Context: From 2000 to 2019, drug overdoses, combined intentional and unintentional, were the number one cause of death for Americans under 50 years old,with the number of overdoses increasing every year. Between 2012 and 2018, approximately 85 % of all opioid users obtained their opioids through prescriptions from healthcare providers, predominantly physicians. Increased education about the severity of this issue may increase the likelihood of physicians integrating alternative forms of care such as cognitive behavioral approaches, nonopioid therapies, and nonpharmacologic therapies into treatment plans for chronic pain.

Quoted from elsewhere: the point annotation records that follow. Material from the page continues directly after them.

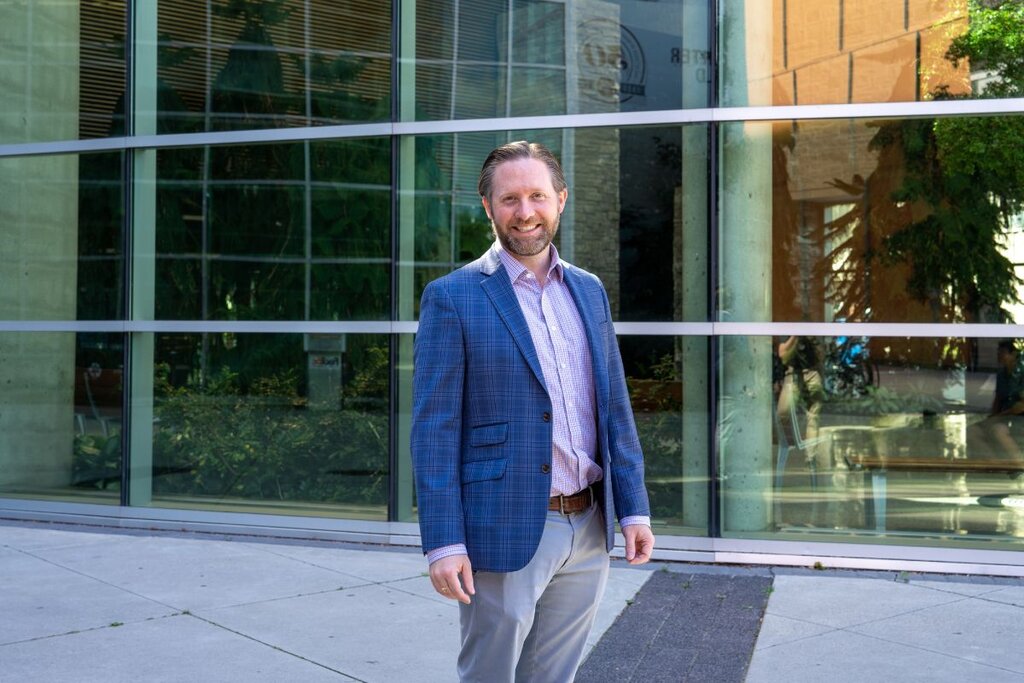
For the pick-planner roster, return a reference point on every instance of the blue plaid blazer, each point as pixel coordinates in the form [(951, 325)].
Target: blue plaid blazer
[(480, 441)]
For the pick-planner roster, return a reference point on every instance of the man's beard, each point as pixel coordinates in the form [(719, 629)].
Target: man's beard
[(530, 246)]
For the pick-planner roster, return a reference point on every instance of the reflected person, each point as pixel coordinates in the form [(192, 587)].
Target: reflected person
[(998, 432), (523, 441), (799, 408)]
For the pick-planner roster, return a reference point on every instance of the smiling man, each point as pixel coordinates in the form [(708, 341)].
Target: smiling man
[(523, 441)]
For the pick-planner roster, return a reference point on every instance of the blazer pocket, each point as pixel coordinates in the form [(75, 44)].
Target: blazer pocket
[(488, 434), (483, 470)]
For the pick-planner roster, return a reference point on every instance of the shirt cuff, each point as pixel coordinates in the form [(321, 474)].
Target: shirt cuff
[(446, 551), (634, 519)]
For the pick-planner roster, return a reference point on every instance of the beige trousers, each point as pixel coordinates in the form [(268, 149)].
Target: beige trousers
[(531, 625)]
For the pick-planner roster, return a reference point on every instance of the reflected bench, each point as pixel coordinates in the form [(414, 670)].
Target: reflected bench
[(880, 466)]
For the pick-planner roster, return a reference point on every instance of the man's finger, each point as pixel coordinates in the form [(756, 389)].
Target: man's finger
[(467, 579), (644, 545)]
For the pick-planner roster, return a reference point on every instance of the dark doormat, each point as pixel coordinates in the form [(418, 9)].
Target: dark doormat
[(682, 627)]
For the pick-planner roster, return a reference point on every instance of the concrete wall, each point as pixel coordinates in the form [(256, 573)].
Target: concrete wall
[(39, 233)]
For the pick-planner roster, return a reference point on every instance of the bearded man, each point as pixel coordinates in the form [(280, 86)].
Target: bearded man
[(523, 441)]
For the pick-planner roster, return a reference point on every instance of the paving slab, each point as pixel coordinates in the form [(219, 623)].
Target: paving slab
[(173, 649), (842, 602), (368, 565), (844, 656), (190, 574), (777, 630), (1011, 596), (965, 588), (624, 582), (33, 538), (39, 599), (975, 630), (372, 633)]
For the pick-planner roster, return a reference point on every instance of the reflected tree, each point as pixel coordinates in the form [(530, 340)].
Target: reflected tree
[(928, 229)]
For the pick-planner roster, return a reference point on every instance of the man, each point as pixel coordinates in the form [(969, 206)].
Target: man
[(523, 440)]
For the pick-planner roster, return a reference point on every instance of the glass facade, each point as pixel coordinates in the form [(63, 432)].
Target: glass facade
[(218, 218)]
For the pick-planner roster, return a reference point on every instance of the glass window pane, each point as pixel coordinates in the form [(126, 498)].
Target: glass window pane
[(62, 256), (272, 65), (62, 70), (280, 424), (882, 439), (636, 216), (667, 380), (891, 220), (565, 57), (60, 416), (808, 52), (274, 231)]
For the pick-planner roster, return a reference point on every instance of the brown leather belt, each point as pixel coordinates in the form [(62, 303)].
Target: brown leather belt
[(574, 503)]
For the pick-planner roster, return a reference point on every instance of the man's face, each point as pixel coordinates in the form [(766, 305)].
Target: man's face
[(523, 207)]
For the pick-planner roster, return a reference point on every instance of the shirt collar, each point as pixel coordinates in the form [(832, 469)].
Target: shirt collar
[(516, 269)]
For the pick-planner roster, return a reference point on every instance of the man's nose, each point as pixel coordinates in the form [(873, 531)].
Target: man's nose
[(524, 209)]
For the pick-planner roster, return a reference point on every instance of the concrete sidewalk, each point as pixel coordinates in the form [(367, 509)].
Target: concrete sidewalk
[(96, 605)]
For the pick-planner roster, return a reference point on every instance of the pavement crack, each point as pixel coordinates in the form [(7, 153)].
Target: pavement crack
[(275, 647)]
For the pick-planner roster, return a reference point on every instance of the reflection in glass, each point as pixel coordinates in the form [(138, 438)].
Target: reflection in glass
[(494, 58), (269, 65), (880, 436), (274, 231), (62, 71), (62, 255), (286, 424), (636, 214), (60, 416), (893, 220), (807, 52), (672, 423)]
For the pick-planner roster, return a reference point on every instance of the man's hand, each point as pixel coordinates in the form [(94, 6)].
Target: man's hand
[(639, 543), (446, 572)]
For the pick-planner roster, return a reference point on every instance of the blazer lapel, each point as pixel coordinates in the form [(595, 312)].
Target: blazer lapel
[(499, 289)]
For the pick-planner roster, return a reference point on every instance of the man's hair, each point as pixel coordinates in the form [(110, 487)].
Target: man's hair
[(512, 152)]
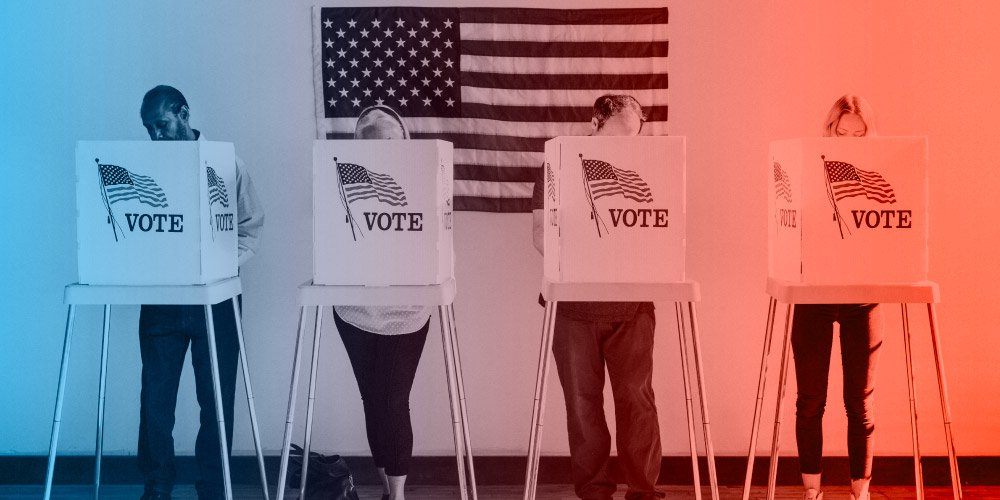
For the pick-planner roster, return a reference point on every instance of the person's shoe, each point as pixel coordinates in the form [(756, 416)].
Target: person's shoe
[(812, 494), (154, 495)]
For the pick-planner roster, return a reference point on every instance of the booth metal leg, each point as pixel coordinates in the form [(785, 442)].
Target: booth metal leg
[(99, 448), (290, 415), (956, 484), (689, 404), (911, 384), (537, 412), (60, 392), (246, 381), (782, 379), (453, 396), (313, 371), (703, 399), (759, 405), (460, 377), (219, 415)]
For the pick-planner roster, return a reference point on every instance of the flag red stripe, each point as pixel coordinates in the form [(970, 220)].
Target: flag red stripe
[(565, 49), (564, 16)]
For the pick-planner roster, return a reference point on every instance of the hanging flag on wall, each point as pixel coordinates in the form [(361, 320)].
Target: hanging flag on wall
[(497, 83)]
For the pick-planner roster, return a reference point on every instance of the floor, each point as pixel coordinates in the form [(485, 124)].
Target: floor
[(545, 492)]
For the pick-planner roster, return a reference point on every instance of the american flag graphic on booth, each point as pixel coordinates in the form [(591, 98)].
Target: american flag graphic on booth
[(604, 179), (782, 184), (216, 189), (497, 83), (846, 181), (359, 183), (118, 184)]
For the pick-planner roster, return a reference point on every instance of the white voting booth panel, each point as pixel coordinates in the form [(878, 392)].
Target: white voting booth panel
[(614, 209), (382, 212), (848, 210), (156, 213)]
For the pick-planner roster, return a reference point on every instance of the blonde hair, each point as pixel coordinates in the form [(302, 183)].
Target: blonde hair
[(850, 104), (377, 118)]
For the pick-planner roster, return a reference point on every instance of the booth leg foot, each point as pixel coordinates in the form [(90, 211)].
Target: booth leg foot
[(313, 371), (460, 378), (759, 405), (102, 387), (782, 379), (219, 414), (688, 402), (956, 482), (538, 410), (699, 371), (290, 415), (453, 396), (60, 392), (918, 473), (250, 402)]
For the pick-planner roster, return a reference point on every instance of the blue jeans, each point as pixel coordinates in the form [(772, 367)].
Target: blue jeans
[(165, 333), (581, 349), (861, 328)]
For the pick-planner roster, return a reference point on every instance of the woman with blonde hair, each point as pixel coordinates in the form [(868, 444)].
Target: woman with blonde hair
[(384, 345), (861, 328)]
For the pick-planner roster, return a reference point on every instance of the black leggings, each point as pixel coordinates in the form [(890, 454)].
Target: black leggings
[(812, 340), (385, 366)]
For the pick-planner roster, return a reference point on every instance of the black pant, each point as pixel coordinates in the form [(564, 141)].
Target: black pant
[(384, 366), (581, 349), (861, 328), (165, 332)]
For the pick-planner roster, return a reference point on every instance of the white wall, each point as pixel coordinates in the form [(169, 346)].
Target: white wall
[(742, 74)]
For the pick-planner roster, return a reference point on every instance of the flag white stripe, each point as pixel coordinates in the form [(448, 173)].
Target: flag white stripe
[(564, 32), (494, 189), (546, 97), (484, 126), (565, 65)]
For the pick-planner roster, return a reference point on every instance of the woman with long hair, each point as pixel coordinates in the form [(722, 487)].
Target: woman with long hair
[(861, 328)]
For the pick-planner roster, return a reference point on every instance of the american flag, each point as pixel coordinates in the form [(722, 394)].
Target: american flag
[(216, 189), (495, 82), (119, 185), (604, 179), (782, 184), (846, 181), (360, 183), (550, 181)]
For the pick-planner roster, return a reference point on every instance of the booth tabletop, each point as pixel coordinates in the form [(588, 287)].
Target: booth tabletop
[(212, 293), (685, 291), (924, 292), (359, 295)]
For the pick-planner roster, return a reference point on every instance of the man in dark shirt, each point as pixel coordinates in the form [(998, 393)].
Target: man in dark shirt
[(589, 335)]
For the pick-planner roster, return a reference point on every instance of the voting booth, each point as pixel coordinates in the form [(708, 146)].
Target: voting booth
[(156, 213), (614, 209), (848, 211), (848, 224), (382, 212)]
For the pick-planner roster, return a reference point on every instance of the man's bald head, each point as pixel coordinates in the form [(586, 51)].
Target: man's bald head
[(165, 115)]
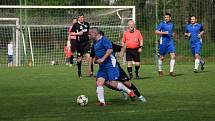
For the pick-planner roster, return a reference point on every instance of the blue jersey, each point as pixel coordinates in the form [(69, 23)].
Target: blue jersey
[(164, 26), (194, 30), (100, 48)]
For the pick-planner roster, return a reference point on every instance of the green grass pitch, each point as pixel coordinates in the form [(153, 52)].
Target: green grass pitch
[(49, 94)]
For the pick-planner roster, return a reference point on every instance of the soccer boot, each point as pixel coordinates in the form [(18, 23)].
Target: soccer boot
[(132, 95), (100, 104), (160, 73), (202, 65), (172, 74), (195, 71), (142, 99)]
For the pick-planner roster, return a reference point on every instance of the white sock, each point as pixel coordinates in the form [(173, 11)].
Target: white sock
[(197, 61), (171, 64), (122, 87), (160, 65), (100, 94)]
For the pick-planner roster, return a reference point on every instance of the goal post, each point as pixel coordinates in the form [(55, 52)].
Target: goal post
[(43, 29), (15, 37)]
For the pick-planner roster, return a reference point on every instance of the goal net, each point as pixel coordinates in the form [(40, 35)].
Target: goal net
[(39, 33)]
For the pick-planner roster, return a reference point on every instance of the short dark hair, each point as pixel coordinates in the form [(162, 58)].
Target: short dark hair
[(96, 29), (168, 14), (102, 33), (193, 16), (81, 14)]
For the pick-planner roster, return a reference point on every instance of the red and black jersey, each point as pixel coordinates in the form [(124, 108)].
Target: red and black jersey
[(81, 26)]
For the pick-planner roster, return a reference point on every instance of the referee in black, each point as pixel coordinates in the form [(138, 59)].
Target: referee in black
[(81, 29)]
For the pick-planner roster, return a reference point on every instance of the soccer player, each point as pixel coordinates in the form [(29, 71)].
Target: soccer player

Objectives: This study investigates medical students’ beliefs, experiences, and perceived impact of opioids at Ohio University Heritage College of Osteopathic Medicine (OU-HCOM) and University of Toledo College of Medicine and Life Sciences (UT).
Methods: A total of 377 students from OU-HCOM (years 1–4, n=312) and UT (years 1–2, n=65) were surveyed on their beliefs, experiences, and perceived impact of opioids. Multiple t tests were conducted to compare the difference in perceived severity and stigma between participants who were impacted by the epidemic and those who were not. A Kendall rank test was performed to analyze the relationship between the county drug overdose rate and perceived severity for medical students. p <0.05 defined statistical significance for all statistical tests performed in this study.
Results: In comparing medical students’ personal experiences with the opioid crisis, it was found that many more participants had experiences with an affected classmate or patient (4.1; 95 % CI, 4.0–4.2), as opposed to direct experiences within their family or group of friends (1.9; 95 % CI, 1.8–2.0). However, this group of participants who directly experienced the opioid crisis were found to be more likely to view the crisis as more severe in Ohio’s adult population than those without that direct experience (p=0.03, α=0.05). The difference in experience and severity outlook did not make one group of medical students more likely to hold a stigma toward those struggling with opioid addiction (p=0.3, α=0.05). The study did not find a significant relationship between the county drug overdose rate and the perceived severity among medical students (R=0.05, p=0.6, α=0.05).
Conclusions: This study gave an insight into the beliefs, experiences, and perceived impact of opioids within a group of 377 medical students. It was shown that differences in background can lead to differences in perception of the crisis. Knowing these differences can lead to beneficial changes in education and curriculum design in medical education.